Послышался тревожный детский плач:
— Милая мамка, унеси меня отсюда, касатка!
— Тише там! — крикнул священник.
Когда возвращались из церкви, то бежал вслед народ; около лавки, около ворот и во дворе под окнами тоже была толпа. Пришли бабы величать. Едва молодые переступили порог, как громко, изо всей силы, вскрикнули певчие, которые уже стояли в сенях со своими нотами; заиграла музыка, нарочно выписанная из города. Уже подносили донское шипучее в высоких бокалах, и подрядчик-плотник Елизаров, высокий, худощавый старик с такими густыми бровями, что глаза были едва видны, говорил, обращаясь к молодым:
— Анисим и ты, деточка, любите друг дружку, живите по-божески, деточки, и царица небесная вас не оставит. — Он припал к плечу старика и всхлипнул. — Григорий Петров, восплачем, восплачем от радости! — проговорил он тонким голоском и тотчас же вдруг захохотал и продолжал громко, басом: — Хо-хо-хо! И эта хороша у тебя невестка! Всё, значит, в ней на месте, всё гладенько, не громыхнет, вся механизма в исправности, винтов много.

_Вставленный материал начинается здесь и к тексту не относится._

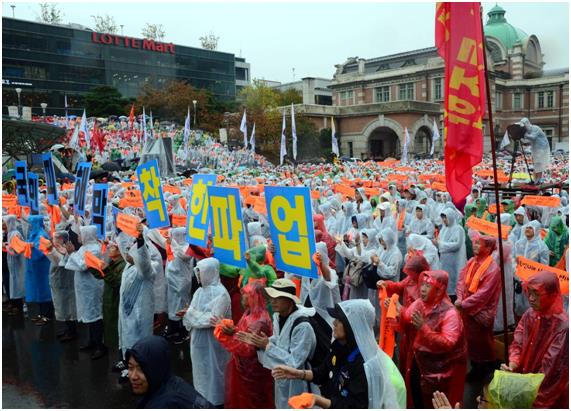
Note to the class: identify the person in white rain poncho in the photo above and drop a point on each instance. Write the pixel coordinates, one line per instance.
(429, 251)
(136, 297)
(452, 246)
(88, 289)
(210, 302)
(178, 275)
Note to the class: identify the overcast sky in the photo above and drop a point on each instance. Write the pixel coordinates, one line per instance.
(310, 37)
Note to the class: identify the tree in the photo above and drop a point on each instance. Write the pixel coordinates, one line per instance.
(103, 101)
(153, 32)
(50, 14)
(105, 24)
(209, 41)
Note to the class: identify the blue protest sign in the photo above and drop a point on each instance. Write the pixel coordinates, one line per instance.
(291, 229)
(81, 181)
(99, 209)
(228, 238)
(21, 173)
(50, 174)
(198, 216)
(152, 193)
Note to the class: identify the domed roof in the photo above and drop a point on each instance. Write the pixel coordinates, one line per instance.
(498, 27)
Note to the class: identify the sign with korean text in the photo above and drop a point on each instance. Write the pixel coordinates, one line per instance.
(50, 174)
(291, 229)
(80, 193)
(21, 173)
(228, 237)
(99, 209)
(152, 193)
(198, 210)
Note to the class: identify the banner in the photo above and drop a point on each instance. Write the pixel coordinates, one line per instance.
(34, 193)
(99, 209)
(291, 229)
(21, 173)
(152, 192)
(228, 237)
(525, 269)
(198, 220)
(458, 38)
(488, 227)
(81, 181)
(50, 178)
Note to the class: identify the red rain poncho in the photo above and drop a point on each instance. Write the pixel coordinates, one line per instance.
(479, 299)
(438, 347)
(541, 342)
(248, 384)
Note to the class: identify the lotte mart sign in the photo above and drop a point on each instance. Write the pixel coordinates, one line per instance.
(130, 42)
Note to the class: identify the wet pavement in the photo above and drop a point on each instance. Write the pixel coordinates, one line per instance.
(40, 372)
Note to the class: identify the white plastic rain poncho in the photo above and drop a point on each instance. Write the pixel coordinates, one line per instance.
(517, 230)
(178, 274)
(62, 284)
(136, 297)
(452, 247)
(323, 294)
(294, 352)
(539, 145)
(423, 226)
(88, 289)
(385, 385)
(429, 251)
(208, 357)
(16, 262)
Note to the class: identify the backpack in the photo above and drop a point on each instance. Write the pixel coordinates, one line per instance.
(323, 334)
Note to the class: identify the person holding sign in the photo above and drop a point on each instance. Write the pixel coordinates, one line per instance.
(541, 341)
(478, 291)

Он был родом из Егорьевского уезда, но с молодых лет работал в Уклееве на фабриках и в уезде и прижился тут. Его давно уже знали старым, таким же вот тощим и длинным, и давно уже его звали Костылем. Быть может, оттого, что больше сорока лет ему приходилось заниматься на фабриках только ремонтом, — он о каждом человеке или вещи судил только со стороны прочности: не нужен ли ремонт. И прежде чем сесть за стол, он попробовал несколько стульев, прочны ли, и сига тоже потрогал.
После шипучего все стали садиться за стол. Гости говорили, двигая стульями. Пели в сенях певчие, играла музыка, и в это же время на дворе бабы величали, все в один голос, — и была какая-то ужасная, дикая смесь звуков, от которой кружилась голова.

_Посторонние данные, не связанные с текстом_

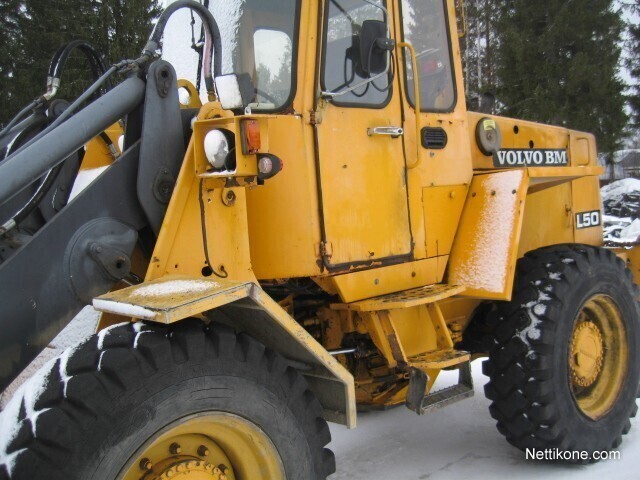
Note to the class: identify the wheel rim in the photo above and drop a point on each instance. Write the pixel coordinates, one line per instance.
(598, 357)
(207, 446)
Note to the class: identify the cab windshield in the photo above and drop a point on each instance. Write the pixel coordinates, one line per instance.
(258, 38)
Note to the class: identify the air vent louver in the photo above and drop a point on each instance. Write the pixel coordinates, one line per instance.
(434, 138)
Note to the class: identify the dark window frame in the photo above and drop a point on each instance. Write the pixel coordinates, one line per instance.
(411, 101)
(288, 104)
(336, 100)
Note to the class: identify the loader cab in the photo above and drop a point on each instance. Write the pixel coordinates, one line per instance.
(395, 164)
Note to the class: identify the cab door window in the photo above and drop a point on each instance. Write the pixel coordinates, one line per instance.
(343, 25)
(425, 26)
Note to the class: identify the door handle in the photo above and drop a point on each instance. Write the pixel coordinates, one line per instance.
(394, 132)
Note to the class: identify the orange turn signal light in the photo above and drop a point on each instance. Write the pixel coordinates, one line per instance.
(250, 136)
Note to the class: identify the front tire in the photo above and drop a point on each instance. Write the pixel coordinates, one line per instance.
(564, 369)
(148, 401)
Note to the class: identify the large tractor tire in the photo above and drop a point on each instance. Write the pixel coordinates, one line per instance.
(148, 402)
(564, 368)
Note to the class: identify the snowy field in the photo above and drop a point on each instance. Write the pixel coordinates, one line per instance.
(460, 441)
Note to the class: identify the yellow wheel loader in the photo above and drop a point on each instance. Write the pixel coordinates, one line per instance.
(326, 234)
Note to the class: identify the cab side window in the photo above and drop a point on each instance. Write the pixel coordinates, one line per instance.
(426, 27)
(343, 25)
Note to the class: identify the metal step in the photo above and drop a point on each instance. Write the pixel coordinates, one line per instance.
(423, 404)
(439, 359)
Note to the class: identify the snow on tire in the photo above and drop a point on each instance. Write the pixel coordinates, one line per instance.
(88, 413)
(564, 369)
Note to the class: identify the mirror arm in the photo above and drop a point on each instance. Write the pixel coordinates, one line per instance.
(358, 85)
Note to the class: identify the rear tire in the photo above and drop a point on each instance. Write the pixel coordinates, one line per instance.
(99, 411)
(564, 370)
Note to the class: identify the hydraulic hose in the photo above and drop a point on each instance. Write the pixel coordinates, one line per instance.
(38, 157)
(58, 63)
(71, 109)
(213, 40)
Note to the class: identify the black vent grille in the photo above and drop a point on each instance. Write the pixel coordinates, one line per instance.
(434, 138)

Костыль вертелся на стуле и толкал соседей локтями, мешал говорить, и то плакал, то хохотал.
— Деточки, деточки, деточки… — бормотал он быстро. — Аксиньюшка-матушка, Варварушка, будем жить все в мире и согласии, топорики мои любезные…
Он пил мало и теперь опьянел от одной рюмки английской горькой. Эта отвратительная горькая, сделанная неизвестно из чего, одурманила всех, кто пил ее, точно ушибла. Стали заплетаться языки.

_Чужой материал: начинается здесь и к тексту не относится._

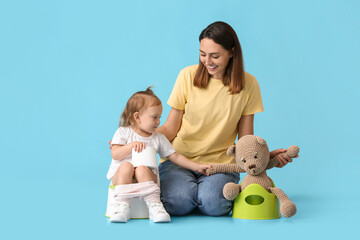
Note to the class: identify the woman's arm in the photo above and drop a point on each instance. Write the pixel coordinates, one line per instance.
(172, 125)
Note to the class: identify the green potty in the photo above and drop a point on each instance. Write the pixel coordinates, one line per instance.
(254, 202)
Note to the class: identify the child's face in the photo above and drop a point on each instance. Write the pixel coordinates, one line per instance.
(149, 120)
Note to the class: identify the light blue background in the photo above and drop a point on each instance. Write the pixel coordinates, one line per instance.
(68, 67)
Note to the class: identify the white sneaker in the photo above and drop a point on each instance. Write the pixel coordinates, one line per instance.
(121, 213)
(157, 212)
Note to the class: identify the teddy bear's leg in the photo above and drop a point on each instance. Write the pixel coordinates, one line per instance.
(231, 190)
(288, 208)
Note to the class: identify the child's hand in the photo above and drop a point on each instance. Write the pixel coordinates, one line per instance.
(281, 157)
(204, 169)
(138, 146)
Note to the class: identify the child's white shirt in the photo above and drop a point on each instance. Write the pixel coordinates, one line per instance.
(125, 135)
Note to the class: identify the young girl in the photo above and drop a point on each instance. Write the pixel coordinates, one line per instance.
(136, 131)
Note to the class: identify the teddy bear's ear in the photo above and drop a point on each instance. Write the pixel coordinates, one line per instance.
(260, 140)
(231, 150)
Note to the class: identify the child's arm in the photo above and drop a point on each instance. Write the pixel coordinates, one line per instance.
(182, 161)
(119, 152)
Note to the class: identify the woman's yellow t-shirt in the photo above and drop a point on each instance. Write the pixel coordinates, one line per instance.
(211, 116)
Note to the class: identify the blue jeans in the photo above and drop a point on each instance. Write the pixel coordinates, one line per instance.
(183, 190)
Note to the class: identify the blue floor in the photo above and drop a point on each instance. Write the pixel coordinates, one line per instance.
(68, 210)
(67, 69)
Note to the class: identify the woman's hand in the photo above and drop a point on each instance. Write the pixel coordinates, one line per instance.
(204, 169)
(138, 146)
(282, 158)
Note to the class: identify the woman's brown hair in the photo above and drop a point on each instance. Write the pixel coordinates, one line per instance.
(224, 35)
(137, 103)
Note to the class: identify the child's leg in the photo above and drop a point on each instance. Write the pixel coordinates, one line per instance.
(124, 174)
(147, 179)
(144, 174)
(122, 178)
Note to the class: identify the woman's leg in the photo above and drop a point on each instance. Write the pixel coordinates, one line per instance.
(211, 199)
(178, 188)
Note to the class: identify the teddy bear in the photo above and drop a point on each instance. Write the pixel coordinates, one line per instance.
(253, 157)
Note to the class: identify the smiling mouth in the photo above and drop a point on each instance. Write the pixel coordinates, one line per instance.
(211, 68)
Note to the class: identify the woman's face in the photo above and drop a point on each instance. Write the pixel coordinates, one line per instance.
(215, 57)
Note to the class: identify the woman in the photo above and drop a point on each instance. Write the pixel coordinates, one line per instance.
(211, 103)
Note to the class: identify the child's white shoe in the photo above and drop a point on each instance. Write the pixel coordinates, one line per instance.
(121, 213)
(157, 212)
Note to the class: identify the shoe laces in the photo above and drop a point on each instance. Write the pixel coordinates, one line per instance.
(158, 208)
(121, 207)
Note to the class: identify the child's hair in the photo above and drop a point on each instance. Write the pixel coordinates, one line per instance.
(137, 103)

Тут было духовенство, приказчики с фабрик с женами, торговцы и трактирщики из других деревень. Волостной старшина и волостной писарь, служившие вместе уже четырнадцать лет и за всё это время не подписавшие ни одной бумаги, не отпустившие из волостного правления ни одного человека без того, чтобы не обмануть и не обидеть, сидели теперь рядом, оба толстые, сытые, и казалось, что они уже до такой степени пропитались неправдой, что даже кожа на лице у них была какая-то особенная, мошенническая. Жена писаря, женщина исхудалая, косая, привела с собой всех своих детей, и, точно хищная птица, косилась на тарелки, и хватала всё, что попадалось под руку, и прятала себе и детям в карманы.